Dutzendgesicht
Das Dutzendgesicht
aus West-Virginia
vergisst man so schnell.
Die Kippe im Mundwinkel,
Knarre im Arm:
Fotomodell.
Weiß sie, was sie tut?
Was sie macht mit der Macht,
so allzeit bereit?
Sie grüßt ihre Mutter
vom falschen Ort zur falschen Zeit
Zwischen Euphrat und Tigris,
zwischen Euphrat und Tigris.
An der Kaufhauswand
hängt ihr Foto nicht mehr.
So was geht schnell.
Vertuschen, verdunkeln,
verschweigen, verharmlosen:
Foltermodell.
Sie tat, was sie sollte
und lacht und sagt dazu
nicht ein Widerwort.
Und grüßt ihre Mutter
zur falschen Zeit vom falschen Ort
zwischen Euphrat und Tigris,
zwischen Euphrat und Tigris.
Entsetzen und Schweigen,
Betroffenheit heucheln,
so deutlich wies geht.
Fragen nach Zeugen
und Leichen ausweichen,
so lange es geht.
Sie tun was sie wolln
und wenns sein muss, tuts
ein klein bisschen leid.
Dieser Gruß an die Mutter
vom falschen Ort zur falschen Zeit
zwischen Euphrat und Tigris,
zwischen Euphrat und Tigris.
Genehmigt, befohlen,
gelenkt und geleugnet:
So unangenehm.
Erniedrigen, quälen,
die Selbstachtung nehmen,
und das mit System.
Sie wissen zu lachen.
Und was sie sonst machen?
Kein einziges Wort.
Nur der Gruß an die Mutter
zur falschen Zeit vom falschen Ort
zwischen Euphrat und Tigris,
zwischen Euphrat und Tigris.
Das Dutzendgesicht vor Gericht:
Keine Chance.
Geplatzt ist der Traum.
Der Alptraum geht weiter:
Die Zukunft vergeigt,
Perspektive?
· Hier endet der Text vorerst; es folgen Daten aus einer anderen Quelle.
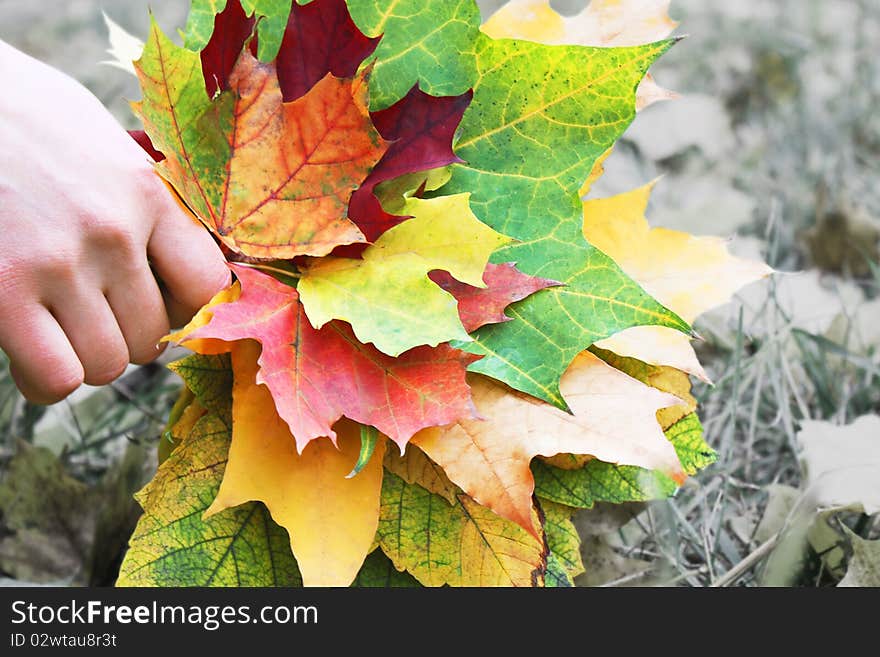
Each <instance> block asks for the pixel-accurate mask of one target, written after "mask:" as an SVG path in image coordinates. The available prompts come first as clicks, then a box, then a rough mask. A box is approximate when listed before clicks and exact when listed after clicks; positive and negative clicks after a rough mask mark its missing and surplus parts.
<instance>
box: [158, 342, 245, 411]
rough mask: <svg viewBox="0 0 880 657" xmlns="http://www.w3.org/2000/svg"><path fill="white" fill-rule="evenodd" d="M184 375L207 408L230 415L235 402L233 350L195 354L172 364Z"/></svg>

Wohl kaum.
Dies wussten, die wissen,
auf Ehr und Gewissen,
gewiss nicht Bescheid...
Was geschah vorm Gruß an die Mutter,
vom falschen Ort zur falschen Zeit
zwischen Euphrat und Tigris,
zwischen Euphrat und Tigris.
Geschwängert vom
Folterkumpanen, ein Brandmal,
lebendig und schwer.
Ein Mitbringsel aus
Fleisch und Blut, das
wächst und gedeiht immer mehr.
Irgendwann wird es fragen:
„Als ihr mich gezeugt habt,
wie ist es geschehn?“
Und dann will es vielleicht auch
zur falschen Zeit diesen falschen Ort sehn,
zwischen Euphrat und Tigris,
zwischen Euphrat und Tigris...
Copyright 2004 Gerd Schinkel
Das Lied beschreibt die unfassbaren Vorkommnisse, die sich mit dem Namen der amerikanischen Soldatin Lynndie England verbinden, die offenbar „zur falschen Zeit am falschen Ort“ war, wie sie selbst mehrere Monate vor Aufdeckungen der Folterpraktiken im amerikanischen Gefängnis Abu-Ghuraib in Bagdad ihrer Mutter am Telefon sagte.